If the Church is a ship, then it follows that we are the ship’s crew, each with our own calling, talents, and strengths. We are called by the Holy Spirit to step out of the comfort of our ship and onto the water. Into the wind and rainstorms that scare us, the metaphorical storms of our lives. Things like global pandemics, contentious election cycles, horrifying diagnoses, economic downturns, and relational discord can shake us to the core. Amid painful setbacks like these, it is not uncommon for anyone to doubt their faith in God, but we will be rescued by our Lord when we cry out for help. We are called to work for justice, both economic and social, for all people. Called to speak truth to power even when it is unpopular. Called to care for the destitute feed the poor and hungry and protect and house refugees. Of course, if like Peter we look at the waves being lashed by the wind, we will conclude that it is indeed impossible. What we are called to do – it’s so basic and obvious, but so hard to do in practice – is to keep our eyes fixed on Jesus, and our ears open for his encouragement (even if it does contain some rebuke as well). And our wills and hearts must be ready to do what he says, even if it seems crazy at the time.

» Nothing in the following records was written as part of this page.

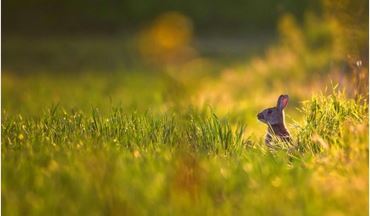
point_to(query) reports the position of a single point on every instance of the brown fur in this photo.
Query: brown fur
(274, 118)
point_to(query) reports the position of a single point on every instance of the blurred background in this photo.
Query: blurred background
(234, 56)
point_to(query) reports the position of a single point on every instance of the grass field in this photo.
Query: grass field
(132, 139)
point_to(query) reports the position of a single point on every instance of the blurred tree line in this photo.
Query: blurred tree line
(114, 16)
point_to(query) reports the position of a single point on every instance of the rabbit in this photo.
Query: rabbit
(274, 118)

However much we may wonder what did or didn’t happen on the Sea of Galilee over 2000 years ago; however much we may struggle to understand what it means to say that Jesus was God on earth, as the early Church were so unshakably clear he was – it remains a fact of Christian experience that these miracles ‘work’. Their message is true. Not usually, perhaps, in the sense that physical storms are calmed, or that Christians walk on water. But certainly in the sense that Christ’s words still have extraordinary power to bring ‘a great calm’ in times of turmoil and chaos – when we have faith, however faltering, that he is who he is: ‘Peace, be still. Do not be afraid. I AM.’